Morgan Stanley punta ai fondi tokenizzati dopo il debutto dell'ETF Bitcoin con 46 milioni di dollari di afflussi

Morgan Stanley Eyes Tokenized Funds After Bitcoin ETF Debut

CoinMarketCap

Punti chiave

Morgan Stanley ha affermato che i fondi monetari tokenizzati sono un probabile passo successivo dopo il lancio del suo ETF spot su Bitcoin la scorsa settimana. I dati di Farside Investors mostrano che l'ETF ha attirato circa 46 milioni di dollari di afflussi netti nei suoi primi giorni di negoziazione. Amy Oldenburg, responsabile della strategia sugli asset digitali di Morgan Stanley, ha detto che la banca ha anche presentato richieste per ETF legati a Ethereum e Solana. Oldenburg ha affermato che l'ETF può fungere da punto d'ingresso commerciale, nel tempo, per prodotti più specializzati. Morgan Stanley ha detto che oltre 15.000 consulenti patrimoniali della società hanno ottenuto l'approvazione lo scorso anno per raccomandare ETF spot su Bitcoin di terzi a clienti idonei.

Perché è importante: Un grande distributore della finanza tradizionale che si espande da un ETF spot su Bitcoin verso fondi tokenizzati e altri servizi crypto potrebbe ampliare l'accesso regolamentato e aumentare la concorrenza se questi piani andranno avanti.

Sentiment di mercato

cautamente rialzista, guidato dai flussi.

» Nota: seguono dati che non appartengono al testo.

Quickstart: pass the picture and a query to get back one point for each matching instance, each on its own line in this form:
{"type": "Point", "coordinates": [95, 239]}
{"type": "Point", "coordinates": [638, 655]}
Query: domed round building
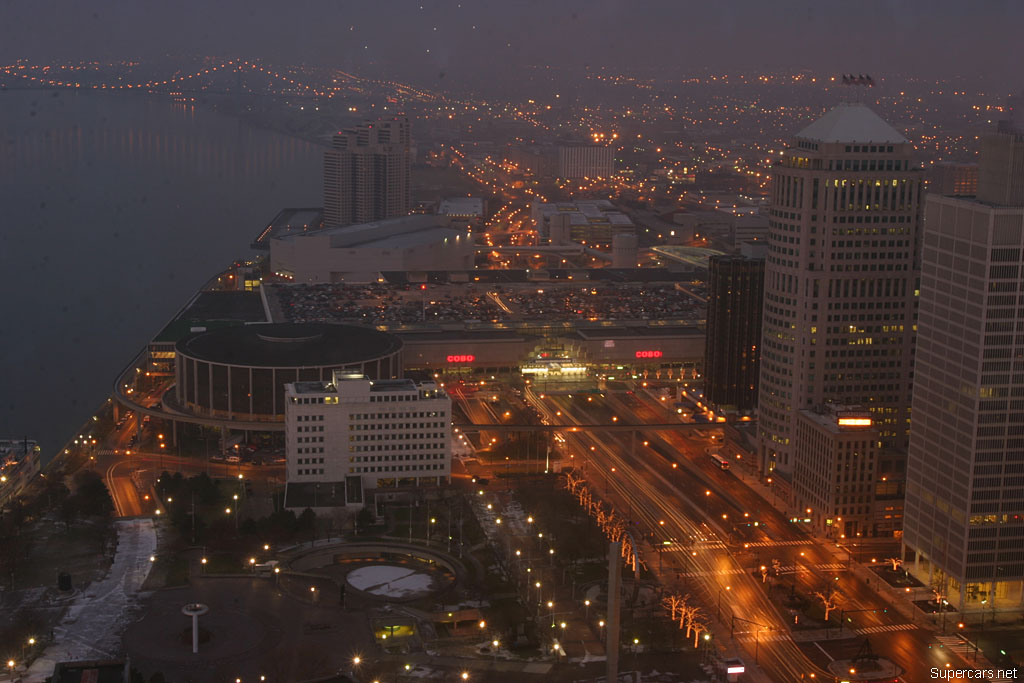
{"type": "Point", "coordinates": [239, 373]}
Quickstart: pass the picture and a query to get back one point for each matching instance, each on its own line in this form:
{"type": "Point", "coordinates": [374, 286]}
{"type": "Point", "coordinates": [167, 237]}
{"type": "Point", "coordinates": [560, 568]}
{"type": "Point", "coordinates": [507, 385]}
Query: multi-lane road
{"type": "Point", "coordinates": [666, 484]}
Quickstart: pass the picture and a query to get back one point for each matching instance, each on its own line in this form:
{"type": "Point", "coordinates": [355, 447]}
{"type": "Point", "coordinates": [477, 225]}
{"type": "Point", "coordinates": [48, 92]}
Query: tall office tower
{"type": "Point", "coordinates": [965, 498]}
{"type": "Point", "coordinates": [366, 173]}
{"type": "Point", "coordinates": [840, 280]}
{"type": "Point", "coordinates": [734, 300]}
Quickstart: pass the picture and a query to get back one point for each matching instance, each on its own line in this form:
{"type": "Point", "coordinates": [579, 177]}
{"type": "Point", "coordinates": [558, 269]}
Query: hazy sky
{"type": "Point", "coordinates": [422, 40]}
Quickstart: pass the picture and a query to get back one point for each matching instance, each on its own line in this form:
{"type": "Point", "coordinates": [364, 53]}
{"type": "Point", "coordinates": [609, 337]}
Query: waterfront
{"type": "Point", "coordinates": [116, 210]}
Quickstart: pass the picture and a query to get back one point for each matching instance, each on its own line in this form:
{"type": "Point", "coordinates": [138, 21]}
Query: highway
{"type": "Point", "coordinates": [706, 511]}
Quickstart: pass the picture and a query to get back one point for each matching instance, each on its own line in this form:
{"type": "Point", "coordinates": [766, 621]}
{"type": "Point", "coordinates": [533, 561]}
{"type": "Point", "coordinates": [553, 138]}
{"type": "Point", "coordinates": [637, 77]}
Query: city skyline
{"type": "Point", "coordinates": [458, 44]}
{"type": "Point", "coordinates": [474, 341]}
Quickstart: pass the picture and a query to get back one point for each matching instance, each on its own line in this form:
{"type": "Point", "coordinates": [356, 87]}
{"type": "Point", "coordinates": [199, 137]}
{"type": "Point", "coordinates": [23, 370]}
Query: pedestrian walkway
{"type": "Point", "coordinates": [787, 568]}
{"type": "Point", "coordinates": [91, 628]}
{"type": "Point", "coordinates": [885, 628]}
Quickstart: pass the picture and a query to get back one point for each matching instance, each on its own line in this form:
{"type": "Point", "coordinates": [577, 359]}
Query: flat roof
{"type": "Point", "coordinates": [288, 221]}
{"type": "Point", "coordinates": [656, 331]}
{"type": "Point", "coordinates": [290, 345]}
{"type": "Point", "coordinates": [214, 309]}
{"type": "Point", "coordinates": [402, 230]}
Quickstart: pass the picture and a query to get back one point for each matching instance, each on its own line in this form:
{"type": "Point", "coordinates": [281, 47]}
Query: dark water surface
{"type": "Point", "coordinates": [114, 209]}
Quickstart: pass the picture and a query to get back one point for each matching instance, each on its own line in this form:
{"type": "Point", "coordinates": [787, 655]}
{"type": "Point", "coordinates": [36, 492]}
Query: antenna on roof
{"type": "Point", "coordinates": [862, 80]}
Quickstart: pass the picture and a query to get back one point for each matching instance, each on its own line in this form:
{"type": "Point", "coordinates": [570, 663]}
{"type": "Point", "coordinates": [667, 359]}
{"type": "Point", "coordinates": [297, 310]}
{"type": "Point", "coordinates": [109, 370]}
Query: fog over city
{"type": "Point", "coordinates": [485, 44]}
{"type": "Point", "coordinates": [536, 341]}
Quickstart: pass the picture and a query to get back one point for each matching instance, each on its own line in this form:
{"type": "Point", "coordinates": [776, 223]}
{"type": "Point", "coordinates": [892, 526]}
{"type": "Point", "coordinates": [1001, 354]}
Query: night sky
{"type": "Point", "coordinates": [477, 42]}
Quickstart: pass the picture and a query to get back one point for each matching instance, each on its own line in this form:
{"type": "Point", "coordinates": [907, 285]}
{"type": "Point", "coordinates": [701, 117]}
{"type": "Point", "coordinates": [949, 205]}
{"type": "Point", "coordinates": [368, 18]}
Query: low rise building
{"type": "Point", "coordinates": [585, 221]}
{"type": "Point", "coordinates": [351, 440]}
{"type": "Point", "coordinates": [358, 253]}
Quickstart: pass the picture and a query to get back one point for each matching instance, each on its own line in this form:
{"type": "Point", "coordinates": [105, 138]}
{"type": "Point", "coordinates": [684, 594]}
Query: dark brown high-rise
{"type": "Point", "coordinates": [734, 300]}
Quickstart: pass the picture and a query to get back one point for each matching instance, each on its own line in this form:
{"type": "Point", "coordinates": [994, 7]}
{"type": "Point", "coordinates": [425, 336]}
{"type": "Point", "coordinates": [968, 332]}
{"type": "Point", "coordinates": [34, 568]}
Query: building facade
{"type": "Point", "coordinates": [350, 437]}
{"type": "Point", "coordinates": [359, 253]}
{"type": "Point", "coordinates": [834, 482]}
{"type": "Point", "coordinates": [735, 292]}
{"type": "Point", "coordinates": [841, 280]}
{"type": "Point", "coordinates": [589, 161]}
{"type": "Point", "coordinates": [965, 500]}
{"type": "Point", "coordinates": [367, 173]}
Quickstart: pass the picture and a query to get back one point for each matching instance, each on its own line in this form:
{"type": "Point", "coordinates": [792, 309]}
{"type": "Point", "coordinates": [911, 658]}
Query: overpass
{"type": "Point", "coordinates": [609, 426]}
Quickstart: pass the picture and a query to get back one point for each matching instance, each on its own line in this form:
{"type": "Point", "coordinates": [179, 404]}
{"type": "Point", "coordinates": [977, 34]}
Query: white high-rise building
{"type": "Point", "coordinates": [590, 161]}
{"type": "Point", "coordinates": [840, 291]}
{"type": "Point", "coordinates": [367, 173]}
{"type": "Point", "coordinates": [964, 524]}
{"type": "Point", "coordinates": [353, 437]}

Motivazione: L'ETF spot su Bitcoin di Morgan Stanley ha attirato circa 46 milioni di dollari di afflussi netti nei suoi primi giorni, il che indica una domanda iniziale per la gamma di prodotti crypto della banca.

Casi storici simili

Una spinta istituzionale alla tokenizzazione simile si è vista quando il fondo Treasury tokenizzato BUIDL di BlackRock ha raggiunto 375 milioni di dollari di depositi ed è diventato il più grande fondo del suo genere sei settimane dopo il lancio, mostrando che i prodotti di cassa onchain regolamentati possono scalare rapidamente quando entra un grande gestore patrimoniale. (CoinDesk) Differenza: Morgan Stanley sta delineando una roadmap dopo il debutto di un ETF su Bitcoin, quindi la parte relativa al fondo tokenizzato è ancora esplorativa piuttosto che già attiva.

Effetto a catena

Un fondo monetario tokenizzato collegherebbe la distribuzione patrimoniale di Morgan Stanley a prodotti onchain simili alla liquidità, il che potrebbe convogliare nel tempo più asset dei clienti verso prodotti di regolamento e di rendimento basati su blockchain. Se Morgan Stanley passerà dall'esplorazione del prodotto a un lancio formale o a una richiesta formale, altre piattaforme di wealth management potrebbero subire pressioni per adeguare il mix di offerta. L'effetto di ricaduta si vedrebbe probabilmente prima nel confezionamento dei prodotti e nella concorrenza distributiva, piuttosto che in un movimento immediato dei prezzi sull'intero mercato.

Opportunità e rischi

Opportunità: Se Morgan Stanley farà seguire al debutto dell'ETF una richiesta formale o il lancio di un fondo tokenizzato, questo è un segnale da monitorare per capire se la tokenizzazione stia diventando un'offerta standard presso le grandi piattaforme di wealth management.

Rischi: Se la roadmap di prodotto più ampia resterà esplorativa e la domanda iniziale per l'ETF rallenterà, questo è un segnale a non dare per scontato che le narrative sulla tokenizzazione istituzionale si trasformeranno rapidamente in un'adozione duratura.